A cada 3 horas uma pessoa é morta pela polícia no Brasil. Além disso, 358 policiais foram mortos em serviço somente no ano de 2014. Somente nos primeiros meses de 2015, a PM paulista matou 500 pessoas. Sua brutalidade também é clara em manifestações populares, através de dispersões violentas, agressão e intimidação de manifestantes, prisões arbitrárias, investidas contra imprensa e o uso abusivo de armas menos letais.
A população de São Paulo sofre com a maior crise hídrica da história e, apesar dela estar prevista há mais de dez anos, não foram adotadas políticas efetivas para evitar a falta de água. A Sabesp, empresa que deve gerir os recursos hídricos do estado, tem ações na bolsa de Nova Iorque, faturamento anual na casa dos R$ 10 bilhões, lucro líquido em torno de R$ 2 bilhões e distribui anualmente R$ 500 milhões a seus acionistas. Esse sucesso de mercado não refletiu no serviço prestado à população. Exigiu que o então candidato à reeleição ao governo de São Paulo dissesse que não faltaria água, ainda que ela já estivesse faltando.

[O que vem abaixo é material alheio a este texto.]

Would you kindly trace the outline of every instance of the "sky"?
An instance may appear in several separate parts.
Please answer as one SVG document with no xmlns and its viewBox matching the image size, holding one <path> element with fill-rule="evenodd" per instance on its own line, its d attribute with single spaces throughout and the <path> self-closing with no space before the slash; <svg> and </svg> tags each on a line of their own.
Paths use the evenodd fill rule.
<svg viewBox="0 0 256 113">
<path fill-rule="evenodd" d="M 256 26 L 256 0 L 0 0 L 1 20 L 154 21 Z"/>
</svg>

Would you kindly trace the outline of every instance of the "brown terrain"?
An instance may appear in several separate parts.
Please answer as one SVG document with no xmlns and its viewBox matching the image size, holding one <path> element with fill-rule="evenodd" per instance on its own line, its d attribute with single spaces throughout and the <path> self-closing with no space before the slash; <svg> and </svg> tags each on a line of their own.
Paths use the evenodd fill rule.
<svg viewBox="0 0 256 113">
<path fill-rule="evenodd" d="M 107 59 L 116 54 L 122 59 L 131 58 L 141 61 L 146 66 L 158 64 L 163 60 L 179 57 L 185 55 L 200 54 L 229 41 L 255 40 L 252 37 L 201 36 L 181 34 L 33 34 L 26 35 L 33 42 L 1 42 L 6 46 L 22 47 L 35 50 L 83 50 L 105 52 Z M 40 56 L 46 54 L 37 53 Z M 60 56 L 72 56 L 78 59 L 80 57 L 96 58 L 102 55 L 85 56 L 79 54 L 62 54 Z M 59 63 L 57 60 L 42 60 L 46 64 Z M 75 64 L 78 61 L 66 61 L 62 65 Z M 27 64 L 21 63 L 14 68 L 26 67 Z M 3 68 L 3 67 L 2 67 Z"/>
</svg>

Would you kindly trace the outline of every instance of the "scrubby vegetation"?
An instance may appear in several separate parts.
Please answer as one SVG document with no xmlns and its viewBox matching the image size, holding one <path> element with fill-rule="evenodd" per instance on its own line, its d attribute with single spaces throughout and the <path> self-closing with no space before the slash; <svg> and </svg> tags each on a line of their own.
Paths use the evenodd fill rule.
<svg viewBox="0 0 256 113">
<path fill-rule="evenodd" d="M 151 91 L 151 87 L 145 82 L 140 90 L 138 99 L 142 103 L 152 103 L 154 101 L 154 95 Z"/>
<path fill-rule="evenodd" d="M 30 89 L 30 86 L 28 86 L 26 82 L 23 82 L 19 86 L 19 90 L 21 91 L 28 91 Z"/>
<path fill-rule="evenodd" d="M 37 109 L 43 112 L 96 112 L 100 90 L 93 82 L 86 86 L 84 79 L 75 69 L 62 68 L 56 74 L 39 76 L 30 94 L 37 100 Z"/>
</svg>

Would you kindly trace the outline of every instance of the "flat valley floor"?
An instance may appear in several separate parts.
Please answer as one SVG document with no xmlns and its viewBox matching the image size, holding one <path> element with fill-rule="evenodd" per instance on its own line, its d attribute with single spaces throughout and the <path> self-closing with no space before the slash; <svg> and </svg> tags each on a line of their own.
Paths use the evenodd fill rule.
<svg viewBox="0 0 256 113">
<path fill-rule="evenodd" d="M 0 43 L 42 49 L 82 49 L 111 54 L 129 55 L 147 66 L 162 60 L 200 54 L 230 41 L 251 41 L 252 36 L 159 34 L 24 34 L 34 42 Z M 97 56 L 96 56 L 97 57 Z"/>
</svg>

No último ano, São Paulo foi o único estado que não forneceu dados para o levantamento nacional de informações penitenciárias promovido pelo Departamento Penitenciário Nacional, além de sistematicamente proibir o ingresso de jornalistas, pesquisadores e entidades que possam denunciar as graves violações de direito que ocorrem dentro do cárcere. De quebra, São Paulo é – disparado – o estado com mais pessoas dentro de prisões, o que impulsiona o aumento do nível de encarceramento no país e contribui substancialmente para que o Brasil ocupe a 4º posição entre os países que mais encarceram no mundo.
Como a sociedade pode discutir e participar da construção de políticas públicas que buscam solucionar esses problemas estruturais sem ter sequer informação sobre eles? Quanto a polícia militar gasta em gás lacrimogêneo para reprimir estudantes? Como é priorizada a distribuição de água em face da escassez? O que acontece dentro das prisões?

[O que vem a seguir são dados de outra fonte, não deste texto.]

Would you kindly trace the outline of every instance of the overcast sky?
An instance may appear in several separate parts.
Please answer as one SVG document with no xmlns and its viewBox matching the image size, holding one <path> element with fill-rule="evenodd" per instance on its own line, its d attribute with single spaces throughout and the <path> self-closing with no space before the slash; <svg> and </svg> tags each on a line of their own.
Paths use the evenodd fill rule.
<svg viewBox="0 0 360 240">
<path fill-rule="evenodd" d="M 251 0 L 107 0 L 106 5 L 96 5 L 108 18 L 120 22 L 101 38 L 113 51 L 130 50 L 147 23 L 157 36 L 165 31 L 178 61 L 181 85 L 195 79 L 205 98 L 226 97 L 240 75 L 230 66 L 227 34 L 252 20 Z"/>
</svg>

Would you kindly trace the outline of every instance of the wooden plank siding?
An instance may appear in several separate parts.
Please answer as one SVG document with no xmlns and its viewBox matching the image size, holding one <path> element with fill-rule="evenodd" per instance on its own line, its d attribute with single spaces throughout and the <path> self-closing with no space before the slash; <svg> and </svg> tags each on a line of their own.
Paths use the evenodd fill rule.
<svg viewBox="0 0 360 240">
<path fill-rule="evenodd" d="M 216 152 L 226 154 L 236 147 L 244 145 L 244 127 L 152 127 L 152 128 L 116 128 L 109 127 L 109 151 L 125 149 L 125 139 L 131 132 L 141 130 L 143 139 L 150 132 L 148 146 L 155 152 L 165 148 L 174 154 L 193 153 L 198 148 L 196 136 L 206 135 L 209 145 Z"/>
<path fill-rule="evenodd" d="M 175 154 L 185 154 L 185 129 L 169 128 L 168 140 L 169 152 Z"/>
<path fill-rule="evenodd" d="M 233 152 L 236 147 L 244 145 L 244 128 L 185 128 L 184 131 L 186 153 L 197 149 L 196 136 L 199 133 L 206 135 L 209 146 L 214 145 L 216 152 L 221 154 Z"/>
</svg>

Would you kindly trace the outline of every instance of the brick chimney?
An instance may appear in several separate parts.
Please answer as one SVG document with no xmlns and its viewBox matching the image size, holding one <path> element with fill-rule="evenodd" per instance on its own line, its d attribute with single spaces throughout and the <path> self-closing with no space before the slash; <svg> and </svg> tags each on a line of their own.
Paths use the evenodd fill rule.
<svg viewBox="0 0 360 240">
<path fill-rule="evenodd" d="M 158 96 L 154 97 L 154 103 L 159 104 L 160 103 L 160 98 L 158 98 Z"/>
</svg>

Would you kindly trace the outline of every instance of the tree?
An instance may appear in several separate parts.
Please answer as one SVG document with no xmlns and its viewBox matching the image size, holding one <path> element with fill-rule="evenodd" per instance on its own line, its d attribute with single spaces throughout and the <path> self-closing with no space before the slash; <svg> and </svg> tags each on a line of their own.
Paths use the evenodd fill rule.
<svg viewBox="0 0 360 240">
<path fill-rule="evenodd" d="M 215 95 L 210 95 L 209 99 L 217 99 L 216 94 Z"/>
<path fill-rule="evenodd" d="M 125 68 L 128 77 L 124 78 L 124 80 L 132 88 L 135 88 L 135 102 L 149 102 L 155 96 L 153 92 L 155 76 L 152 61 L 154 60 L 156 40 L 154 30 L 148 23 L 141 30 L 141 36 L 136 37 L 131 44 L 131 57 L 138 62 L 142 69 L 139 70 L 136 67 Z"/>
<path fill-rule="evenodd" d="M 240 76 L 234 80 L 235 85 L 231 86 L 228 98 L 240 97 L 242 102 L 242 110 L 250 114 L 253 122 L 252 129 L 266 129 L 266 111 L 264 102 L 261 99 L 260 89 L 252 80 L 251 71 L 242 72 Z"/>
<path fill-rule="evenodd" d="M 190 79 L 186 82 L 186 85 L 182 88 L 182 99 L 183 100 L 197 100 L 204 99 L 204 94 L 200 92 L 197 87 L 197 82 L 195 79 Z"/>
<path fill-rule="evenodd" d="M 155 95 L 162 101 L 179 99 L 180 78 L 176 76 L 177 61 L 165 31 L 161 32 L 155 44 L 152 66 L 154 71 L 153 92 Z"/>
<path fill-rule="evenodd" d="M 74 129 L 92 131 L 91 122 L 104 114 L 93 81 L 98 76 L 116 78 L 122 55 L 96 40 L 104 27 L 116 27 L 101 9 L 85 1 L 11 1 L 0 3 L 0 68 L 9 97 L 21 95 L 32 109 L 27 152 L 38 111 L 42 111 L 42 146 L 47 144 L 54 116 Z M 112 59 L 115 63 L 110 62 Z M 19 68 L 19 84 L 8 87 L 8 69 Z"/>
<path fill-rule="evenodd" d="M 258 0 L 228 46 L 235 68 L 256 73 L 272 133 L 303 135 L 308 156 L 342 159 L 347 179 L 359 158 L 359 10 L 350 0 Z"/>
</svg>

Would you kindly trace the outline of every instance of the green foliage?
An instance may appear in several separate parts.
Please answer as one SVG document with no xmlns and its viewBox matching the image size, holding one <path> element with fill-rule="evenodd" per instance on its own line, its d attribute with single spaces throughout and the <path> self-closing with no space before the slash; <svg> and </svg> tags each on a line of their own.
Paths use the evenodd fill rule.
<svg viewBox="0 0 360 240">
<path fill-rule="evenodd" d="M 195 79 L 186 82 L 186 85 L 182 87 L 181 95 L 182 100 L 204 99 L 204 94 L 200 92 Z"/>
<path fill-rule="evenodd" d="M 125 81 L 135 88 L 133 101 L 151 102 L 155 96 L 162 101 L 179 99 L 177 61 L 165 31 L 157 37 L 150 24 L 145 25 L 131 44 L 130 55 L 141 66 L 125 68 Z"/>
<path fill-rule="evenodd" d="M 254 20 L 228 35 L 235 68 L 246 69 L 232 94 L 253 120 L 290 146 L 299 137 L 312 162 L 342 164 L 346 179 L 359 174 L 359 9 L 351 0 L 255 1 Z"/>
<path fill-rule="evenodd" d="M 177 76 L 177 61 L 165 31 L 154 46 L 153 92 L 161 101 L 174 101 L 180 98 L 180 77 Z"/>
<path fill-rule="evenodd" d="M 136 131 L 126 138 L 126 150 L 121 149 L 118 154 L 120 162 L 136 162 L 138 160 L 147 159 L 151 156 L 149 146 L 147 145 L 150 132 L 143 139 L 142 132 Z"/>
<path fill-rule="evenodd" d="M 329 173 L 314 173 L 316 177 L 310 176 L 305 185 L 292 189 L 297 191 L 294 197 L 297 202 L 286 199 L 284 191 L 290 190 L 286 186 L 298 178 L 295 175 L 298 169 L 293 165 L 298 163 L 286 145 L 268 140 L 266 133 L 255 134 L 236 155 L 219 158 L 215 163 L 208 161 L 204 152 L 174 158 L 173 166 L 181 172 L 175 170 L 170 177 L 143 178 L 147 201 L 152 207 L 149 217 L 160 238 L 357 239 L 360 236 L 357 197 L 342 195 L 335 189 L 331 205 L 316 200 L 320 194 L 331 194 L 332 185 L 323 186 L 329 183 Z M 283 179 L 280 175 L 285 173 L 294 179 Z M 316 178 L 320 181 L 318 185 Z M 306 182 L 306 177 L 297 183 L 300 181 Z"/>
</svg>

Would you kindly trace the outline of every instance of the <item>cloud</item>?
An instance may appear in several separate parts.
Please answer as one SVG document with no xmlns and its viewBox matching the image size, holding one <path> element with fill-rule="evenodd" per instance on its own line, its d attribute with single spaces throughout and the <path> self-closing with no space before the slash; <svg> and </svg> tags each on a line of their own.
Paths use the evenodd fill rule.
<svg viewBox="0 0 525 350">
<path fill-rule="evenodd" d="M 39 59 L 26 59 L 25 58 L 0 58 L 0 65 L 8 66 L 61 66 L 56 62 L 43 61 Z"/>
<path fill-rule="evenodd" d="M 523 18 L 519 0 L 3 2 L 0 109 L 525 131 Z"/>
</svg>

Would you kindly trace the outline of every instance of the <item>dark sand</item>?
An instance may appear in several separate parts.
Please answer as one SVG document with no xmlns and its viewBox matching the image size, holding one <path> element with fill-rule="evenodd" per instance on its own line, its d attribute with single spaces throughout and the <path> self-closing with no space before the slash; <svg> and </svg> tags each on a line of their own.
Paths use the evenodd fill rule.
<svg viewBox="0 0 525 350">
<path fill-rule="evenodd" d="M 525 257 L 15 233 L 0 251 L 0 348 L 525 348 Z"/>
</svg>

A disponibilidade de informações é o primeiro passo para o exercício do controle popular da coisa pública e expressão direta da democracia. Quando um governante impõe o sigilo como política pública, adota a premissa de que não há como a sociedade se preocupar com aquilo que não pode ver. Essa premissa era um dos pilares de sustentação do regime militar e essa forma de fazer política supostamente foi jogada no lixo em 1985.
Pena que essa lata de lixo ainda esteja à disposição e que essas soluções não sejam biodegradáveis.